Para comprar o jantar do dia ou o pão do café da manhã, é cada vez mais
comum a praticidade que o consumidor busca. Parte da receita do sucesso
dos mercados de vizinhança está na estabilidade econômica do Brasil e na melhoria de renda da população, que juntas refletem na desconcentração da economia e da indústria.
Outra parte se deve à conveniência: o canal respondeu por mais de 40%
do volume das vendas em alimentos, higiene, limpeza e perfumaria no país
em 2011. De acordo com a pesquisa, 50% dos brasileiros frequentaram
lojas de pequeno varejo nos últimos seis meses.
Grande entrave: profissionalização
Com números invejáveis para o setor, os mercados ainda enfrentam o
desafio de se estabilizarem e crescerem com profissionalização adequada.
A pesquisa da GfK mostra que 80% dos varejistas não cursaram ou
concluíram uma universidade. Com experiência de 16 anos, em média,
faltam entendimento e discernimento para os lojistas se relacionarem com
consumidores e a indústria.
O reflexo da falta de adequação pode ser visto nas perguntas que não
souberam responder sobre o próprio empreendimento: 30% não definem
claramente o tamanho do estoque que possuem, 75% não sabem sobre o
ticket médio, 55% desconhecem quantos clientes vão às lojas e 45% não
quantificam o percentual de perdas ou quebras.

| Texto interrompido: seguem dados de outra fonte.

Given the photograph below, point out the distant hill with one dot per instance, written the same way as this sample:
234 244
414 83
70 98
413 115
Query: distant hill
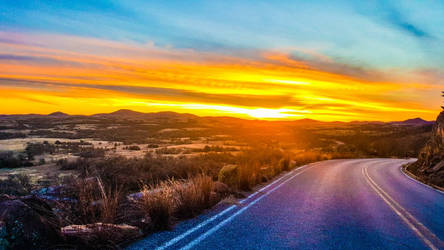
58 114
134 115
128 114
413 122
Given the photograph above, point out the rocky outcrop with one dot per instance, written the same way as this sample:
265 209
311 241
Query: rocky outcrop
100 235
430 164
27 223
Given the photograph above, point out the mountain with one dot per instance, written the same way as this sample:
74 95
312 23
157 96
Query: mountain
134 115
413 122
430 164
58 114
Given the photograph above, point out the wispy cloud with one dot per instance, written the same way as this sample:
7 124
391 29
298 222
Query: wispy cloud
96 75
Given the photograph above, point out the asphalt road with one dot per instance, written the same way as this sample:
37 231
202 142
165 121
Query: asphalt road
337 204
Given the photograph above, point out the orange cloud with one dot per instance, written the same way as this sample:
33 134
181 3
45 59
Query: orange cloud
44 73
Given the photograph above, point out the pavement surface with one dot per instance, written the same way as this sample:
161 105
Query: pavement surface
336 204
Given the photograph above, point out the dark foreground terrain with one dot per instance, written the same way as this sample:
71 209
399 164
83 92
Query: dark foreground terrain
337 204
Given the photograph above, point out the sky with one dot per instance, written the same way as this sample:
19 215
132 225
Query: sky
324 60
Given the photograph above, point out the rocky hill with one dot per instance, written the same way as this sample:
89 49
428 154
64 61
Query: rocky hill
430 164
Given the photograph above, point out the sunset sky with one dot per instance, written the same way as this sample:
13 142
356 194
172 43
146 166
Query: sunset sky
325 60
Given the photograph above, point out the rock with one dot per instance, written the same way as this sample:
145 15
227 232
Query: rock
430 164
229 175
28 224
100 234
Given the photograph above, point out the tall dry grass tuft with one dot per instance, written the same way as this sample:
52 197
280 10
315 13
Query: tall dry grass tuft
193 196
176 199
96 202
158 203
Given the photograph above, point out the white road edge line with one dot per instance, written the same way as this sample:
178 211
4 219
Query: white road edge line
204 223
221 224
373 185
413 179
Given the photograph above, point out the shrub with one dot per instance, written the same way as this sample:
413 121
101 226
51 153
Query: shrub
229 175
285 164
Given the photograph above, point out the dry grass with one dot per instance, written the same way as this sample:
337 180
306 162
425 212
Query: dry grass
176 199
95 201
158 203
193 196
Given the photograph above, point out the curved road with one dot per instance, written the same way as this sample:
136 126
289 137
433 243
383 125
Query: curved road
337 204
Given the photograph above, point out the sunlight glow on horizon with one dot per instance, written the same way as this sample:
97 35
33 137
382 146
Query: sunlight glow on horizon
99 76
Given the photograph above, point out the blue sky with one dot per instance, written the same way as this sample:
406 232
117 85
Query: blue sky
304 59
406 34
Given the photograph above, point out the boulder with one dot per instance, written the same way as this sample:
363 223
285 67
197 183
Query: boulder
430 164
28 224
100 234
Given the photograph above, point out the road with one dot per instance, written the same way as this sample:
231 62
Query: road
337 204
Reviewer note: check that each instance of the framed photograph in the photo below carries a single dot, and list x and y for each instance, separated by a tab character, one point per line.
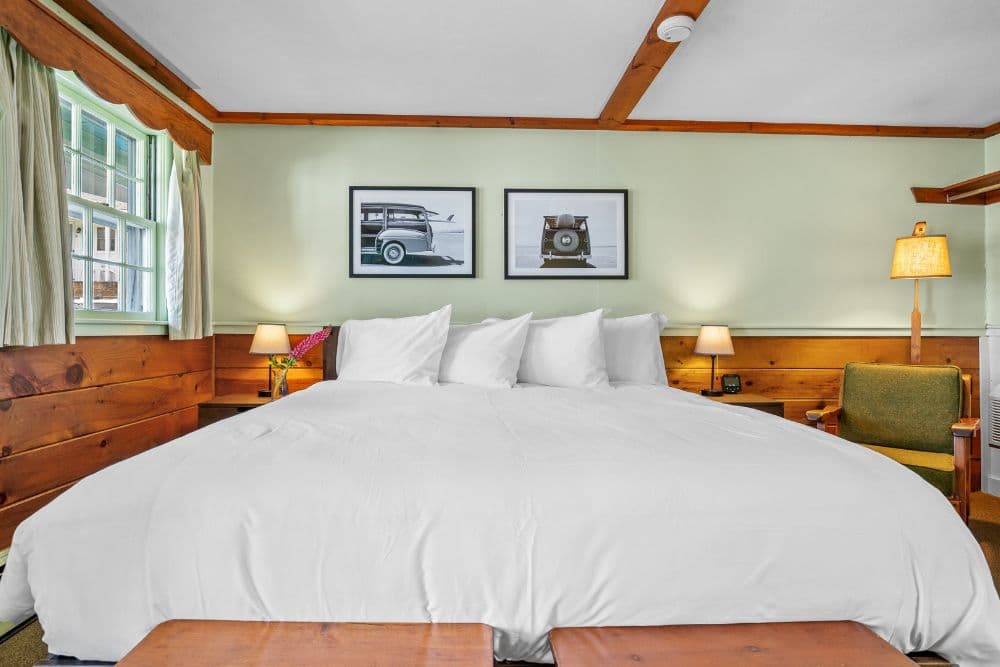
566	233
410	232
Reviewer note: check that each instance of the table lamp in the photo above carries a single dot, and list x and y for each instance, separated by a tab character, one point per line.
270	339
919	256
713	340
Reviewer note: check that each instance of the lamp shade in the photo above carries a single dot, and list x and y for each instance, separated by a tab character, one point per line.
714	339
921	256
270	339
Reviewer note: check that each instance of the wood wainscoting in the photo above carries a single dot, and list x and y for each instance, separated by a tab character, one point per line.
67	411
803	371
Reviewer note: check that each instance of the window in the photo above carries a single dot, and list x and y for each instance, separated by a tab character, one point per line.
109	170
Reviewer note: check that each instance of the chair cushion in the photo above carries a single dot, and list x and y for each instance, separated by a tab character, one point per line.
910	457
937	469
901	406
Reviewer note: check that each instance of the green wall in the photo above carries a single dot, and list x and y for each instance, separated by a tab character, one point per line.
768	233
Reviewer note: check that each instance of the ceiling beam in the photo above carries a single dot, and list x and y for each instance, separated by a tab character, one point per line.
92	18
393	120
827	129
979	191
647	62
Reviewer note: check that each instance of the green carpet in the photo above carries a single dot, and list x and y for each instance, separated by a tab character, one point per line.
25	648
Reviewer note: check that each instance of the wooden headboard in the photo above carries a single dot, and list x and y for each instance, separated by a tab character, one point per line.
330	355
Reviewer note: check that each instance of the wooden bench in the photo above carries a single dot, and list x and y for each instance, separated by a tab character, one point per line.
260	643
817	644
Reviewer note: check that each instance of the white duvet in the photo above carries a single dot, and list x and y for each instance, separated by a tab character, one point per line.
525	508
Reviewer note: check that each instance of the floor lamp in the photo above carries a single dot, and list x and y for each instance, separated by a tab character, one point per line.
920	256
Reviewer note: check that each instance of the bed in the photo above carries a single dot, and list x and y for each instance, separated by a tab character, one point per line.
524	508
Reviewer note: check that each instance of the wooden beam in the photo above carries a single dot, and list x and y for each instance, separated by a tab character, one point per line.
121	41
56	44
647	62
979	191
827	129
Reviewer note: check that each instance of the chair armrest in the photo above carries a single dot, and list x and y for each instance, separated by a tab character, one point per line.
966	427
822	414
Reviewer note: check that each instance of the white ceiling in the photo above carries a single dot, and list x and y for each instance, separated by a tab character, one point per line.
439	57
894	62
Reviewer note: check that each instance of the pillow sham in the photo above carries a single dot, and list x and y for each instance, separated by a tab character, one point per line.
632	348
404	350
564	352
486	355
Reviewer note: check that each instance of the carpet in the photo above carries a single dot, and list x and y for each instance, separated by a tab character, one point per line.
25	648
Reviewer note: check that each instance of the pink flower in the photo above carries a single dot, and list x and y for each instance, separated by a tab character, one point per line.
310	342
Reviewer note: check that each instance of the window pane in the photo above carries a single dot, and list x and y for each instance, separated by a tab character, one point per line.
138	291
126	157
105	286
137	246
105	235
79	270
126	195
93	180
76	218
66	114
94	136
68	169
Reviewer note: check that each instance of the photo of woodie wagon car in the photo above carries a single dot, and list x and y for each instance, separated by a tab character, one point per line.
565	236
394	232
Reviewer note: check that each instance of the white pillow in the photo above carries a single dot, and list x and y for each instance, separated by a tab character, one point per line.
564	352
405	350
486	355
632	348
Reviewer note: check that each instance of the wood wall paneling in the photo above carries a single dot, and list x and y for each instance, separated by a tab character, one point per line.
37	470
67	411
53	42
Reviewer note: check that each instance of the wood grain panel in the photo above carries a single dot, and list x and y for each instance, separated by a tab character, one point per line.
37	470
97	360
33	421
249	380
11	516
233	351
56	44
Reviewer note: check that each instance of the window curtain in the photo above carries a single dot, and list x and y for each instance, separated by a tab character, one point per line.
189	303
36	297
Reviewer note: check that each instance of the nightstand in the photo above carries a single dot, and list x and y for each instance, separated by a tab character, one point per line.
227	405
774	406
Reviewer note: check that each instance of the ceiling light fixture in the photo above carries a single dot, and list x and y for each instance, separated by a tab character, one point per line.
675	28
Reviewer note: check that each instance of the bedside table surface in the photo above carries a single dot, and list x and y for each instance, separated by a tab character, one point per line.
745	398
235	401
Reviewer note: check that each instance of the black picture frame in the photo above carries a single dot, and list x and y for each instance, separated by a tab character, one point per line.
409	271
622	272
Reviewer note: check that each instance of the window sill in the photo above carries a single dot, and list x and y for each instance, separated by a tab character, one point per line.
94	327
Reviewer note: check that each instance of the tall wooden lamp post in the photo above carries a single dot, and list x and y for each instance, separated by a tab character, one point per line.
920	256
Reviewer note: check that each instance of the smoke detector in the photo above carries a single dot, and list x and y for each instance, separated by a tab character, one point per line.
675	28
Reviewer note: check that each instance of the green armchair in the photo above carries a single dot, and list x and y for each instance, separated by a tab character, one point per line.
918	416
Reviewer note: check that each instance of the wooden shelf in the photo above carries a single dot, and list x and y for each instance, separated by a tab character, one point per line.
978	191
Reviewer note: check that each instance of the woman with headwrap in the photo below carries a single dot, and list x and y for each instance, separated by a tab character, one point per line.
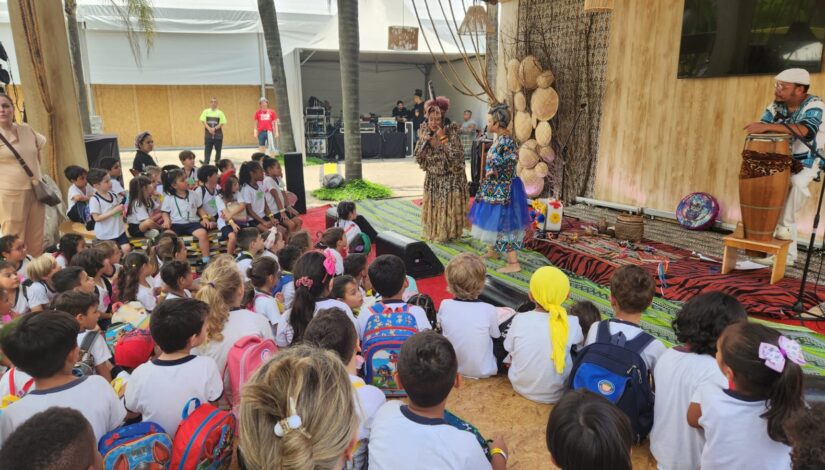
440	154
539	341
499	214
144	143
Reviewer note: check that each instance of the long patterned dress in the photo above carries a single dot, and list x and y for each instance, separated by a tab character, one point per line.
444	212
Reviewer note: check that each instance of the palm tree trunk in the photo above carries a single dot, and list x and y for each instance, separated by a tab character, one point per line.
348	44
70	8
272	38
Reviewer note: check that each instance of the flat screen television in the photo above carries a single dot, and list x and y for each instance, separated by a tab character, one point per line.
749	37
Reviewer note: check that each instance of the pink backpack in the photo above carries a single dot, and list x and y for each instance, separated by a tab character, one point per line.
245	357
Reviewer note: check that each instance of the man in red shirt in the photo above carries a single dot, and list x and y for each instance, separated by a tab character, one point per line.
266	124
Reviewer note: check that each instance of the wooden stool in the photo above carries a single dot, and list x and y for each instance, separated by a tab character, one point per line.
778	248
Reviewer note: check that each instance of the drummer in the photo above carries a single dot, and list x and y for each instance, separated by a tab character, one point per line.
803	113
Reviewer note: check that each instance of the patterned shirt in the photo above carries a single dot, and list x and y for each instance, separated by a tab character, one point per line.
809	115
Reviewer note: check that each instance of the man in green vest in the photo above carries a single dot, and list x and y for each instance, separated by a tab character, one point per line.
213	121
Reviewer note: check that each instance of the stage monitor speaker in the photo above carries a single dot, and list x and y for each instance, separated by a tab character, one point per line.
294	172
418	257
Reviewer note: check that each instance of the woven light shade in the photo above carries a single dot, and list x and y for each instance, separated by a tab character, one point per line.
597	6
475	21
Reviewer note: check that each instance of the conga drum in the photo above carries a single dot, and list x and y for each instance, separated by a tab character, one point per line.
763	183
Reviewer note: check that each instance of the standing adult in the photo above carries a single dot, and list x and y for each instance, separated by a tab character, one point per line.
439	154
213	121
802	112
266	126
499	214
21	213
144	143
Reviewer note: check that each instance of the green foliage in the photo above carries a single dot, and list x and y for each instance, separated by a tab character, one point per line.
355	190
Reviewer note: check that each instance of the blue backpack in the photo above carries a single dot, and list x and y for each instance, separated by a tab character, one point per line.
614	368
388	327
140	445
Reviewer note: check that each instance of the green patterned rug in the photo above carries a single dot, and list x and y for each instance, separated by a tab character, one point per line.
404	217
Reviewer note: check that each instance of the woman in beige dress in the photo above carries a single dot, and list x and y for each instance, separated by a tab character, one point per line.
440	154
21	213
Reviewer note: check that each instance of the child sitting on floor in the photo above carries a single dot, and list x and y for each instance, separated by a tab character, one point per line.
44	345
160	389
682	370
467	322
539	341
421	432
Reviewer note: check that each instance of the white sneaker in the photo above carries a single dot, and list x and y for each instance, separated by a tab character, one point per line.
783	232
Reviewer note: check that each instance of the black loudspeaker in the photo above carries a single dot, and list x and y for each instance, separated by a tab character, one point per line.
418	257
294	172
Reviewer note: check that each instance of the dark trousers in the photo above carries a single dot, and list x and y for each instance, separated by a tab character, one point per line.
210	142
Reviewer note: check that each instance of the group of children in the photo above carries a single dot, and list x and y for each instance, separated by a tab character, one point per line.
353	333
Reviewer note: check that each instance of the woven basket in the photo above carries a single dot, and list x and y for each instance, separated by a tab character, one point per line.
630	227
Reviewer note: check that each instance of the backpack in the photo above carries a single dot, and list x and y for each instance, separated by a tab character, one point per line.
386	331
614	368
139	445
245	357
204	438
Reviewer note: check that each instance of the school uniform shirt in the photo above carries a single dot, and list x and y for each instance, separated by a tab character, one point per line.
471	326
675	444
40	293
99	350
242	322
254	199
182	210
735	434
88	191
398	435
650	354
368	399
105	412
532	373
159	389
112	227
420	315
285	332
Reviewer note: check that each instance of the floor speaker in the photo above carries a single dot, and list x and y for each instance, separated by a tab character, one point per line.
294	172
417	255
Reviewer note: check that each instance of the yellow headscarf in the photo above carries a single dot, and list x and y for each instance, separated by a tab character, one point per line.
549	288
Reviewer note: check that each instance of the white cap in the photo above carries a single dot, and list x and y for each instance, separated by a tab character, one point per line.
798	76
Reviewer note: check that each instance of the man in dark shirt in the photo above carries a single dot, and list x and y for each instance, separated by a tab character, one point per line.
399	112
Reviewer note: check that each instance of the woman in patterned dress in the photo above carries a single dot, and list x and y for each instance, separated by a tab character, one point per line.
499	214
440	154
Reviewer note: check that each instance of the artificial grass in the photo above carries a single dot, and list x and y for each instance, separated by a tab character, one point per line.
355	190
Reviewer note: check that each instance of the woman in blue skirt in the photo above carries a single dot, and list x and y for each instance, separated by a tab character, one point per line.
500	214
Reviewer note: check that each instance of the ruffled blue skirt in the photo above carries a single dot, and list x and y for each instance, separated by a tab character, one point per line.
502	225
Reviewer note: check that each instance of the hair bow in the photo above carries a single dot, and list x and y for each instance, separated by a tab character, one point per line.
775	356
329	262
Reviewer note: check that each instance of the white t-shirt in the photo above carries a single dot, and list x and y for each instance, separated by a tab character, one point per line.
40	294
112	227
285	331
182	210
470	327
267	306
650	354
675	444
735	435
368	400
242	322
92	396
99	350
420	315
532	372
254	199
398	435
89	191
159	390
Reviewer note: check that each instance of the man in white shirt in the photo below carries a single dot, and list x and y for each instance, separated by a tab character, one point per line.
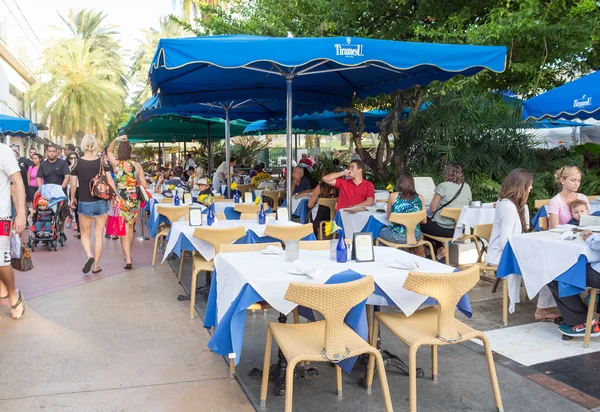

Em sua maioria de origem familiar, com índice de 85%, as empresas ainda
terão um longo caminho pela frente. A profissionalização é essencial,
porém não imediata. “Uma pessoa não muda de uma hora para outra e nem
consegue fazer uma faculdade em um ano. Existem associações que estão
ajudando, por exemplo, a Associação Brasileira de Supermercadistas e
suas regionais. O movimento é muito pequeno e, provavelmente, muitos
varejistas começarão a participar de cursos e crescer. Mas ainda ficará
por alguns anos como uma questão muito familiar”, explica o Diretor da
GfK.
Indústria: outro desafio
Se por um lado falta profissionalização do pequeno varejista, por
outro, a indústria ainda não descobriu a melhor forma de se relacionar
com esses empresários. Ainda que a comparação com o grande varejo seja
inevitável, ela deve ser evitada pela própria forma familiar com que os
mercados de vizinhança trabalham.
Uma das maiores queixas do varejista, de acordo com o estudo feito pela
GfK, é a forma do contato da indústria. “O que percebo é que as marcas
chegam de uma forma muito arrogante, se impondo, ‘Olha, eu sou a Ambev,
sou a Pepsico, então você tem que comprar meus produtos’. Hoje, se
olharmos o mercado, poucas empresas são realmente parceiras do pequeno
varejo. Destacaria a Coca-Cola e a Unilever”, diz Lima.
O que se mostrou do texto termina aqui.